Back in 2015, Haschek found that 79% of free proxies didn’t allow encryption.

Without encryption, your activity, data, and device are completely exposed. Anyone could monitor what you’re doing, which defies the proxy’s purpose.

Even worse, this might mean that free proxy providers are not charging for their services because they are making money from you. It’s not a far-fetched theory that some of these providers are collecting your data and selling it to third parties, some of them malicious.

Isn’t the Risk of Using a Free Proxy Worth the Cost?

There’s no reason to beat around the bush with this – no, free proxies are not worth the risk. The only scenario where you might find them useful is when you need to unblock a website to read an article. If you need to leave your data or click anything, that’s risky.

You should never use a free proxy for a private, sensitive, or money-related activity.
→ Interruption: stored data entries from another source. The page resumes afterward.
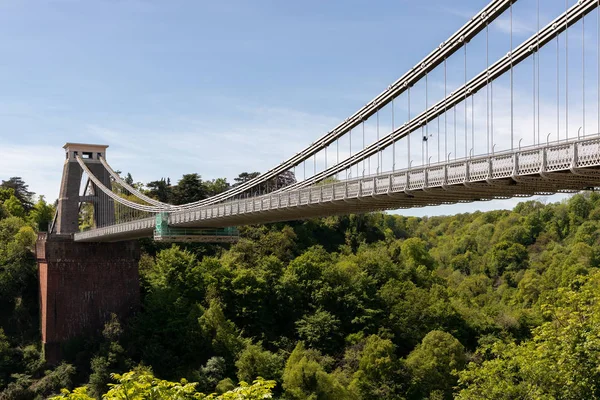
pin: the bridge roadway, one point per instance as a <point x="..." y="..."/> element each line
<point x="547" y="169"/>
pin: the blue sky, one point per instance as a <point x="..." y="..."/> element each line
<point x="218" y="88"/>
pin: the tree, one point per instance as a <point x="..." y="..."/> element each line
<point x="319" y="330"/>
<point x="42" y="214"/>
<point x="161" y="190"/>
<point x="305" y="378"/>
<point x="189" y="189"/>
<point x="15" y="207"/>
<point x="379" y="374"/>
<point x="141" y="384"/>
<point x="561" y="360"/>
<point x="432" y="365"/>
<point x="21" y="191"/>
<point x="255" y="362"/>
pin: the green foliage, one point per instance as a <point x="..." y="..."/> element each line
<point x="433" y="364"/>
<point x="380" y="372"/>
<point x="562" y="360"/>
<point x="41" y="215"/>
<point x="500" y="304"/>
<point x="254" y="361"/>
<point x="141" y="384"/>
<point x="15" y="207"/>
<point x="304" y="377"/>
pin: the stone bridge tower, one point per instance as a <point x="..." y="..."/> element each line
<point x="82" y="284"/>
<point x="69" y="200"/>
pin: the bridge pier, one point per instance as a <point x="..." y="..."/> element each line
<point x="81" y="285"/>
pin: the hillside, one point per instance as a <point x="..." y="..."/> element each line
<point x="499" y="305"/>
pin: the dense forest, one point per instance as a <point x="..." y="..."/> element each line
<point x="495" y="305"/>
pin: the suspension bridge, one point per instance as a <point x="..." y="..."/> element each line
<point x="472" y="121"/>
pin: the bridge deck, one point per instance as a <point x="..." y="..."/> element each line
<point x="558" y="167"/>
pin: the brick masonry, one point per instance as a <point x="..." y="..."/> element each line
<point x="81" y="285"/>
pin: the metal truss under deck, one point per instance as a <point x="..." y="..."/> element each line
<point x="542" y="170"/>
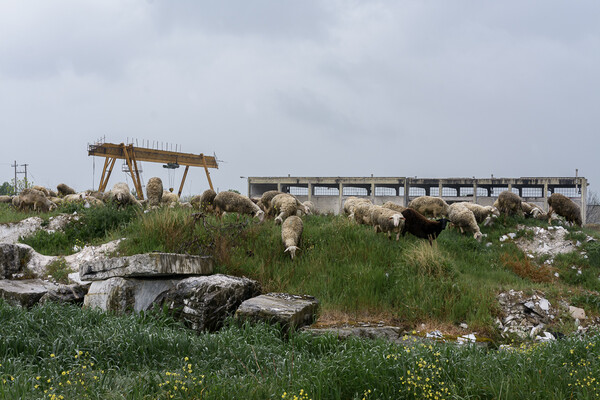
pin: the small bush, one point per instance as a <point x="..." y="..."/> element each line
<point x="524" y="268"/>
<point x="59" y="270"/>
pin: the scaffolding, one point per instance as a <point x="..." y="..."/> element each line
<point x="133" y="155"/>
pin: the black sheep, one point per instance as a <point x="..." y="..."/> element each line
<point x="421" y="227"/>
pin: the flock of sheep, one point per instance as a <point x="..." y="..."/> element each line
<point x="286" y="209"/>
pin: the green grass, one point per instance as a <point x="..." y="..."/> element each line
<point x="93" y="226"/>
<point x="62" y="350"/>
<point x="357" y="273"/>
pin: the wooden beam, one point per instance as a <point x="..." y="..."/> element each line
<point x="136" y="184"/>
<point x="207" y="174"/>
<point x="103" y="184"/>
<point x="152" y="155"/>
<point x="183" y="180"/>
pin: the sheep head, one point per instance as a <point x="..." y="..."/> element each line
<point x="292" y="250"/>
<point x="396" y="218"/>
<point x="260" y="214"/>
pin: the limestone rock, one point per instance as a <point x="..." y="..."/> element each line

It’s important to understand that most websites use cookies to log your activity. You only need to log into your social media account once. Someone could steal the cookies and your credentials if you attempt to access your Facebook account via a free proxy.

That’s only one example, but it paints a gloomy picture.
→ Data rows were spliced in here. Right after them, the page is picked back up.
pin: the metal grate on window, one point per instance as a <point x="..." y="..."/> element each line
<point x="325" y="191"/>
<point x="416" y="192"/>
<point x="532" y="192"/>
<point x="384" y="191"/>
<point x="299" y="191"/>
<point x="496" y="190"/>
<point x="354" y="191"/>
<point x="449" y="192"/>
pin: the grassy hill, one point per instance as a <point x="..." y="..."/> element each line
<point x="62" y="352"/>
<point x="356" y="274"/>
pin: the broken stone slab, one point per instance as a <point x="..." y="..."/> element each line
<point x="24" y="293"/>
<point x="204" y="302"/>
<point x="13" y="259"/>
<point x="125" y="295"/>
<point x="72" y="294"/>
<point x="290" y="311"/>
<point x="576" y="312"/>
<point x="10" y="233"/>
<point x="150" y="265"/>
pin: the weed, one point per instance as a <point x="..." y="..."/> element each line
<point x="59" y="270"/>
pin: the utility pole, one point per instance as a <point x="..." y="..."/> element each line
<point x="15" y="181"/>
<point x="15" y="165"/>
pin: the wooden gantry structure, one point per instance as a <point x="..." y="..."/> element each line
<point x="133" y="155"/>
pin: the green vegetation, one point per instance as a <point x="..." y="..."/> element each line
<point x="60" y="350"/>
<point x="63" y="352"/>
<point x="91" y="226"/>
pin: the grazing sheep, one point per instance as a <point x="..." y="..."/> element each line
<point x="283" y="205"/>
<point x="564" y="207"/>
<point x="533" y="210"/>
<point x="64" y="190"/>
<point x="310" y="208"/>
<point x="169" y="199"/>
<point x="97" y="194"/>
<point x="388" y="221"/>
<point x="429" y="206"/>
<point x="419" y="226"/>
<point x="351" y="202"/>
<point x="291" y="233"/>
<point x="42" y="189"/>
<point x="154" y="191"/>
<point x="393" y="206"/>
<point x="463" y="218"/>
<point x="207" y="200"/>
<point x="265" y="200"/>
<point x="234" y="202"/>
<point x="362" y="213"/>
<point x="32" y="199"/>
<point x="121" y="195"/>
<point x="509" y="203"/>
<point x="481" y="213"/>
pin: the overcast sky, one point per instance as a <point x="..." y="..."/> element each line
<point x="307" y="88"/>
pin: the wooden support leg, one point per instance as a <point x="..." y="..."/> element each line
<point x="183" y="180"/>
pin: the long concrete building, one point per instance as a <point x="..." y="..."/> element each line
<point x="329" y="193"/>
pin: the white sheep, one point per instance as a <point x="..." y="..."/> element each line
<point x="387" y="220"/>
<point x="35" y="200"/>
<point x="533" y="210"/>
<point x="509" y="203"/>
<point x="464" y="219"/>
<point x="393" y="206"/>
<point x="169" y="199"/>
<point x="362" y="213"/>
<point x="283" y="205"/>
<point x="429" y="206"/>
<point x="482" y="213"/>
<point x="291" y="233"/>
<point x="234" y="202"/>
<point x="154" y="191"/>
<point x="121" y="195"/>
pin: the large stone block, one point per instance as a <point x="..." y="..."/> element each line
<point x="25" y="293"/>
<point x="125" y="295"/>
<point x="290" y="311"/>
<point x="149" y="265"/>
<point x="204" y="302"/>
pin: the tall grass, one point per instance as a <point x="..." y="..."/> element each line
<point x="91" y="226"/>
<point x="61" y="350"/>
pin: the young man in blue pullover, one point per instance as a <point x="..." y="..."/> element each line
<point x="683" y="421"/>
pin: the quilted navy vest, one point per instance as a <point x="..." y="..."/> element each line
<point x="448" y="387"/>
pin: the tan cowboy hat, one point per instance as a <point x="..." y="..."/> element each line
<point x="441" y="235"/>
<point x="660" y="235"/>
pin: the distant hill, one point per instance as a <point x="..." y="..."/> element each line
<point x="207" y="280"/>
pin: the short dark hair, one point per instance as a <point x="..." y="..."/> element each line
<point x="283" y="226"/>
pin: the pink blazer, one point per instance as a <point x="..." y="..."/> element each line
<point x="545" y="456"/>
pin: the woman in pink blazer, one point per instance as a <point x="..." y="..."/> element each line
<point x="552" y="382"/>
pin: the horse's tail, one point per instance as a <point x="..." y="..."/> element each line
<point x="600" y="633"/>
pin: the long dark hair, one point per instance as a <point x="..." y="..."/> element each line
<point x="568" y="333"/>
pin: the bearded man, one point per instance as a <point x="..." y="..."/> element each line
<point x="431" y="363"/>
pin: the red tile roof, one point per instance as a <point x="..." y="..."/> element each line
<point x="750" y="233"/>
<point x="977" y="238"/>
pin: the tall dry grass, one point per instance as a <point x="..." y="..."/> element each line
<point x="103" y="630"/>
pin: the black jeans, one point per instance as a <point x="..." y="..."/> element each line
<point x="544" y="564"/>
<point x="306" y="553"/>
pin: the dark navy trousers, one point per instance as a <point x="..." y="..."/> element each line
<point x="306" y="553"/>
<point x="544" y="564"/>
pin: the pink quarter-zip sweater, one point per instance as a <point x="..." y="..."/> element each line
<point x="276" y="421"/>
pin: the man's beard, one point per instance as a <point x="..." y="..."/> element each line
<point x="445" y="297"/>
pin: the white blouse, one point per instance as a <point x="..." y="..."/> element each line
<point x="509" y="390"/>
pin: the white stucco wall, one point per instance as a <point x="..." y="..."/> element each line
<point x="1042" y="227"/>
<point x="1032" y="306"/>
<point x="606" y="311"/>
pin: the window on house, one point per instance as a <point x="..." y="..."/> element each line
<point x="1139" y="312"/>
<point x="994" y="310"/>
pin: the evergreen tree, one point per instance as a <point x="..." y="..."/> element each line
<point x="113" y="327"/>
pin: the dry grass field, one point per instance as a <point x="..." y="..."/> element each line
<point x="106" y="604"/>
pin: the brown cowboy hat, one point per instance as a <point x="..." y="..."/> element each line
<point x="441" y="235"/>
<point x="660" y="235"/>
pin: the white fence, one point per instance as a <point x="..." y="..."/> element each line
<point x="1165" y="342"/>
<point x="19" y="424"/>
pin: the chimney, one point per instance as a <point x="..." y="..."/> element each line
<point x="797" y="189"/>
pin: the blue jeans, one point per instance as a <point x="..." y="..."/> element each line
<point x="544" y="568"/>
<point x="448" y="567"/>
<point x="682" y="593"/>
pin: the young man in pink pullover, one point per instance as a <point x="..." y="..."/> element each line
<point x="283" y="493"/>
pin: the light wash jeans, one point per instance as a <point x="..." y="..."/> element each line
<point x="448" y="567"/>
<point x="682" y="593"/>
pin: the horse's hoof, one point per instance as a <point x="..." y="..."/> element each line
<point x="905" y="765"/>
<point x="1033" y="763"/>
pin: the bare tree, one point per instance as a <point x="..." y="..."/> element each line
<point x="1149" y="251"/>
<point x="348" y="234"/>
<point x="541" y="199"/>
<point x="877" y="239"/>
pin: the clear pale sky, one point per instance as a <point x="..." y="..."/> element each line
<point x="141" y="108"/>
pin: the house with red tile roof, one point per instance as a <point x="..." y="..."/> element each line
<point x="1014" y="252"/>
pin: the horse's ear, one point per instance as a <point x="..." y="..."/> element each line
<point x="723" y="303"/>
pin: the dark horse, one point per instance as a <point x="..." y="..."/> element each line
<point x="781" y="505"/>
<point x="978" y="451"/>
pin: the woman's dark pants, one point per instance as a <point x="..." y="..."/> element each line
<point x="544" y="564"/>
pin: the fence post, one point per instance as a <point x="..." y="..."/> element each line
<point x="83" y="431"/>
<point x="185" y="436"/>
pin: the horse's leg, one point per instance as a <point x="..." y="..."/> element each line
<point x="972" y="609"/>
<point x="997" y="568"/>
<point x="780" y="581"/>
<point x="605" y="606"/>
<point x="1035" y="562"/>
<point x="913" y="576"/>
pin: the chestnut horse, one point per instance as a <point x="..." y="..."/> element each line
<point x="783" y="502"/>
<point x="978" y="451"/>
Paid proxies are not only more secure than their free counterparts. They are also more reliable in terms of speed and access. If you need a proxy for business reasons, to conduct market research, or mine data, you should know that many websites ban free proxies as suspicious. In addition to all this, a paid proxy provider offers customer support. If you plan on using a proxy regularly, you need all these things.

We should also mention that paid proxies are budget-friendly.

Whatever your reason for using one, paying for a proxy simply makes more sense.